Tübinger Vertrag
Mitspracherecht und Schuldenerlass
Im Jahr 1514 war Herzog Ulrich von Württemberg völlig überschuldet, sein Herzogtum dem Bankrott nahe. Neue Steuern wurden ausgeschrieben, stießen aber auf erbitterten Widerstand der Bauern. Im Remstal brach ihr Aufstand des „Armen Konrad“ los, der rasch im ganzen Land um sich griff und kaum noch einzudämmen war. Um die Staatskrise zu lösen, berief Ulrich einen Landtag nach Tübingen ein.
In seiner Notlage musste er der „Ehrbarkeit", der bürgerlich-städtischen Elite seines Landes, ein dauerhaftes politisches Mitspracherecht einräumen. Allen seinen Untertanen versprach er umfangreiche Grundrechte – darunter ordentliche Gerichtsverfahren und die Möglichkeit der freien Auswanderung. Die Ehrbarkeit übernahm als Gegenleistung die herzoglichen Schulden von fast einer Million Gulden und half in der Folge bei der Niederschlagung der Bauern. Die Verhandlungsergebnisse wurden am 8. Juli 1514 im sogenannten Tübinger Vertrag besiegelt.

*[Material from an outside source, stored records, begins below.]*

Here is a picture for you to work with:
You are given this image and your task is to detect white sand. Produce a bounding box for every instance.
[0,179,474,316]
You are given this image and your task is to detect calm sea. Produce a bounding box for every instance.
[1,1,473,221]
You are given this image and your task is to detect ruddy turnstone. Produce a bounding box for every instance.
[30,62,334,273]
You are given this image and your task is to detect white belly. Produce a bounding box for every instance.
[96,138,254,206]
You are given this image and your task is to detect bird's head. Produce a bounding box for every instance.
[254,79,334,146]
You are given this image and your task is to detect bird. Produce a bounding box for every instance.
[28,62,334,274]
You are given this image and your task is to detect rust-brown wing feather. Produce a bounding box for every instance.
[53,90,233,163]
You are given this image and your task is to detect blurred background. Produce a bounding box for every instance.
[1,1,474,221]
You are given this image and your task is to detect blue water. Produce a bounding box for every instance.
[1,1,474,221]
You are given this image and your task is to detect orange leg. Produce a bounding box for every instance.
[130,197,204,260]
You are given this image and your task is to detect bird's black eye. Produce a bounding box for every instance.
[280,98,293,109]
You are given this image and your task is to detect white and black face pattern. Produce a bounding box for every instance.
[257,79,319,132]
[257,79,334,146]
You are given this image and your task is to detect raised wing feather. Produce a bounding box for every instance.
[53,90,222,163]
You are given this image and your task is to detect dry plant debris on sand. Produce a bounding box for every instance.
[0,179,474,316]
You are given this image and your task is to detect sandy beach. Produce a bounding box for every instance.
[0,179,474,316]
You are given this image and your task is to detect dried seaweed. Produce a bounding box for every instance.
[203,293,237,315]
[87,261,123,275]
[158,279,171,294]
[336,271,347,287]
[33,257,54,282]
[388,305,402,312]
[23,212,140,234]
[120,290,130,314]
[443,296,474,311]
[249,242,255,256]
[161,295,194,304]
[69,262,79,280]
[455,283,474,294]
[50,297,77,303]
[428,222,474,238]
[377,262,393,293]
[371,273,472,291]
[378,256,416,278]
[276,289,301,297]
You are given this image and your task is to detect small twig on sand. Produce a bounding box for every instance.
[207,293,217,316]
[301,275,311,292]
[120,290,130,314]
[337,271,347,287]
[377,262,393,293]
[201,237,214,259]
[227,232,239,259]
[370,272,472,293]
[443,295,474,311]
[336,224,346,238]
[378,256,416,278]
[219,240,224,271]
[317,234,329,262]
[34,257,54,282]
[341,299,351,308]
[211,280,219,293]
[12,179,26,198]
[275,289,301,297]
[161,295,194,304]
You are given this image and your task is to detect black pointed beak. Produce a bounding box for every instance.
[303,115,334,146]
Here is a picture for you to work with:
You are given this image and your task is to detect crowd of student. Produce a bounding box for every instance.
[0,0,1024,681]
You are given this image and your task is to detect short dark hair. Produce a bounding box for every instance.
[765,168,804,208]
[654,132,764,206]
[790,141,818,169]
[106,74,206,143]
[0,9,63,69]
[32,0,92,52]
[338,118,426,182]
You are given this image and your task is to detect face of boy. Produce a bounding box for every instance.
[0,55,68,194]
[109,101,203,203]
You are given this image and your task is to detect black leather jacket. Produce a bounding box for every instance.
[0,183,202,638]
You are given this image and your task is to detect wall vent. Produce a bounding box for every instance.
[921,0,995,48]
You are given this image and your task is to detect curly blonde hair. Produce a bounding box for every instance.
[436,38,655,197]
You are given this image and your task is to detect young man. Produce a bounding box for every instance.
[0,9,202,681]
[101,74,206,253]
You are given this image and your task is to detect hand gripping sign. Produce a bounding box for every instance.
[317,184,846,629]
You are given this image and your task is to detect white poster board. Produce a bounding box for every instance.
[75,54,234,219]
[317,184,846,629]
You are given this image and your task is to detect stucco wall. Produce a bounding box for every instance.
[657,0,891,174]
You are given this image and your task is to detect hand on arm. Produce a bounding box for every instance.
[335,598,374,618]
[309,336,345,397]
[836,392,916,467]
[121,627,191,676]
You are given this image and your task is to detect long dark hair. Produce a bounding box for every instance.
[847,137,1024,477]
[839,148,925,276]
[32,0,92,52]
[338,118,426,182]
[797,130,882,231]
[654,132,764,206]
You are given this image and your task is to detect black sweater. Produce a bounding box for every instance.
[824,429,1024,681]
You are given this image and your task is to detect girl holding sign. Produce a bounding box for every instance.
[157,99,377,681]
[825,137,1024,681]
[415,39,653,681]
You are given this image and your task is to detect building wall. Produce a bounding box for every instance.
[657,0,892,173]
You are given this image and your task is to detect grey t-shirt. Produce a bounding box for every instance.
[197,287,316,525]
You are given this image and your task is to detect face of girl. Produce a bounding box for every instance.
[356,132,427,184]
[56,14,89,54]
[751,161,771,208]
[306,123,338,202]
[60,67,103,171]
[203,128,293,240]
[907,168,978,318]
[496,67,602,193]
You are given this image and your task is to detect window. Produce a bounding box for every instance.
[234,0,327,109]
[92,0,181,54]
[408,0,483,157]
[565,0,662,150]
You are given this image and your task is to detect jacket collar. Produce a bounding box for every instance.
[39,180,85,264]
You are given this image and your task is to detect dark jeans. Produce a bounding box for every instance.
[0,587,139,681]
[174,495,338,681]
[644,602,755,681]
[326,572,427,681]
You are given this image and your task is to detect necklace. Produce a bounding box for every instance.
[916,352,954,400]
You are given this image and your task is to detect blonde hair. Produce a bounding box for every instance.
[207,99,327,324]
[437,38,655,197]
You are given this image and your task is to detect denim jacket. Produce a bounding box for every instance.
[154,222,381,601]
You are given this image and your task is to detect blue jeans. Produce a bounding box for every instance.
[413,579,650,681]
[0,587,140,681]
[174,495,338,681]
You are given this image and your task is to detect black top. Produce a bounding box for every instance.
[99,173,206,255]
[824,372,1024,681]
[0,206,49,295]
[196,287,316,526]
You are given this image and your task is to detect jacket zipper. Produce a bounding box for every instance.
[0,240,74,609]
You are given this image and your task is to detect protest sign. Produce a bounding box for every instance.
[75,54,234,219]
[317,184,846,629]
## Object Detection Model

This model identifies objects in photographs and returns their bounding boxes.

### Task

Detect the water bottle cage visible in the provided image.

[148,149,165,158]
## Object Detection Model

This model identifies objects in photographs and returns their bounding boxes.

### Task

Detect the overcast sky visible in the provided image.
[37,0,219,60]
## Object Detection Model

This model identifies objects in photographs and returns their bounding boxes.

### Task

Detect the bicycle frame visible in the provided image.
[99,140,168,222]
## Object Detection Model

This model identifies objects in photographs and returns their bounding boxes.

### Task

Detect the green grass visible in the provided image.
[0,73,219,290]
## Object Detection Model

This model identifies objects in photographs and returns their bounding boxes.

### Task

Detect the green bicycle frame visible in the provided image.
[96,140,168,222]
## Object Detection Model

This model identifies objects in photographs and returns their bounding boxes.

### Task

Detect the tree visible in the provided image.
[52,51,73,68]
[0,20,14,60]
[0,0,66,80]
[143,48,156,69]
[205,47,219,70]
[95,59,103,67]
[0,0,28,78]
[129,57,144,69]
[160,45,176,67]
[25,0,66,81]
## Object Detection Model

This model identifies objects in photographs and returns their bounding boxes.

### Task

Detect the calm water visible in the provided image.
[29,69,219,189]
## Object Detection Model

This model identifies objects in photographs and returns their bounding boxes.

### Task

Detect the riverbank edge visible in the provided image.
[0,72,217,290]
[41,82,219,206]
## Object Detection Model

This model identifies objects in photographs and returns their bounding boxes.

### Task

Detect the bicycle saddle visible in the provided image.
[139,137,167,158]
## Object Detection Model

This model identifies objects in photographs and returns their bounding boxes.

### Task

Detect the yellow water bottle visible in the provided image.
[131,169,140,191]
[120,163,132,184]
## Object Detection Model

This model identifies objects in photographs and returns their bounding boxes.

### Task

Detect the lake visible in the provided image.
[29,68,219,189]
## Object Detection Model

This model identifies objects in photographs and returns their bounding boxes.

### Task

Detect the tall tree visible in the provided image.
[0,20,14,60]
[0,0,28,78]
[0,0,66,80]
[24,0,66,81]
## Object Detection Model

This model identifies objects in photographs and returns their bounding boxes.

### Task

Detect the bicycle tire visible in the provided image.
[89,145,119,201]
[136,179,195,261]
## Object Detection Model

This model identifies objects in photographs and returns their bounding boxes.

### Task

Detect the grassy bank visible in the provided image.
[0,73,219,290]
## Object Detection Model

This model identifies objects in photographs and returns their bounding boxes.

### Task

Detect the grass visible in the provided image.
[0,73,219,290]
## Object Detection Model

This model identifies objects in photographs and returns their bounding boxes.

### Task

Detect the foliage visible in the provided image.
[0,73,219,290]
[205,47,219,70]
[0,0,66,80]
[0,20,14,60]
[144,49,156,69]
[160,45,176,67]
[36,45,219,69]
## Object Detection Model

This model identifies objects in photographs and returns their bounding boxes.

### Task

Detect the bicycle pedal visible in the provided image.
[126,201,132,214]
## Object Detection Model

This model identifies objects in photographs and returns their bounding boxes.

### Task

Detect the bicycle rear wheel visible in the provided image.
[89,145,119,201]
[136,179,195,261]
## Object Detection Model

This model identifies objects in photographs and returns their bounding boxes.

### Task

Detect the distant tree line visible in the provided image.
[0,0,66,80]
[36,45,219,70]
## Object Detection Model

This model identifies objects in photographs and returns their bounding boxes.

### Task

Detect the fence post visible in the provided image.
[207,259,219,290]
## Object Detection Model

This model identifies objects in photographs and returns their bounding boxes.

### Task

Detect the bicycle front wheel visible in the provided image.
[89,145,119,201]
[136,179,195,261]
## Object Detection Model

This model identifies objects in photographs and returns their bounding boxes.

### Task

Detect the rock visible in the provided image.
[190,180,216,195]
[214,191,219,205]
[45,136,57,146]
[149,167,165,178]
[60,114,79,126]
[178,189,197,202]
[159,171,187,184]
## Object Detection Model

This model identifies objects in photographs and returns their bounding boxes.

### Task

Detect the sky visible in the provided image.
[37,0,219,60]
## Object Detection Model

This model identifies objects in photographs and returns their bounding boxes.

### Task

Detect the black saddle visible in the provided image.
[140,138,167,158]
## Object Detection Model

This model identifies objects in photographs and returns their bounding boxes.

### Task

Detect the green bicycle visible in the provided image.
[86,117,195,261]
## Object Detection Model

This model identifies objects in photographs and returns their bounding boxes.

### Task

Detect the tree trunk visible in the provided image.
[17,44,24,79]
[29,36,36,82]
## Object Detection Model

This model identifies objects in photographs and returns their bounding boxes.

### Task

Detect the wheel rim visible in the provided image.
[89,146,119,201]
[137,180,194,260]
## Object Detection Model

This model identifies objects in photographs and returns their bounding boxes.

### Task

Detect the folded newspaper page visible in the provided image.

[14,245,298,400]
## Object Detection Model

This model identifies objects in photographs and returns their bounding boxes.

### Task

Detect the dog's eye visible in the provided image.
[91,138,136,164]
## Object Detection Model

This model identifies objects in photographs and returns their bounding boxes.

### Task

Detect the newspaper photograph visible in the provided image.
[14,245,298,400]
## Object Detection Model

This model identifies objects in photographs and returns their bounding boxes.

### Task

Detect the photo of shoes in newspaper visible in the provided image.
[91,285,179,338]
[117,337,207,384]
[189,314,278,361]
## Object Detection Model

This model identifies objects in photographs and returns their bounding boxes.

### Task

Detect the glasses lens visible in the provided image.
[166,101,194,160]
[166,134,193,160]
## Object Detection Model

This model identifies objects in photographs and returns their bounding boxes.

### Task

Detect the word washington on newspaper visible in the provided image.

Zeitgeschichtliche Einordnung
Der Tübinger Vertrag zählt heute zu den ältesten verfassungsgeschichtlichen Zeugnissen der Welt. Über die engen Landesgrenzen hinaus ist er Bestandteil einer Entwicklung, die mit der Magna Charta in England beginnt und bis zu unseren modernen Verfassungen mit ihren verbrieften Menschenrechten führt. Er ist ein wichtiger Teil der europäischen Verfassungsgeschichte und galt noch im 19. Jahrhundert, so der Tübinger Ludwig Uhland, als das „gute, alte Recht“.
Allerdings muss man auch seine negativen Seiten betrachten: Der Tübinger Vertrag war auf dem Rücken des „gemeinen Mannes“, der ländlichen Bevölkerung, ausgehandelt worden. Die Bauern hatte man sogar vom entscheidenden Landtag in Tübingen ausgeschlossen und ihren aufkeimenden Widerstand gewaltsam erstickt. Eine Teilhabe an der Macht war für sie noch nicht vorgesehen.
Das Jubiläum 2014
Im Jahr 2014 haben viele Ausstellungen, Konzerte, Vorträge und Lesungen in der Universitätsstadt Tübingen an den 1514 geschlossenen Tübinger Vertrag erinnert. Bei einem Stadtrundgang, den Stadtarchivar Udo Rauch konzipiert hat, können Interessierte die geschichtlichen Ereignisse an verschiedenen Stationen mit historischer Bedeutung nachvollziehen. Einen Überblick über die Veranstaltungen zum Jubiläum bietet diese Broschüre. Zu den Höhepunkten im Veranstaltungsprogramm gehörten:
- Eröffnet wurde das Jubiläumsjahr mit einem Festakt in der Stiftskirche. Die Festrede hielt Ministerpräsident Winfried Kretschmann.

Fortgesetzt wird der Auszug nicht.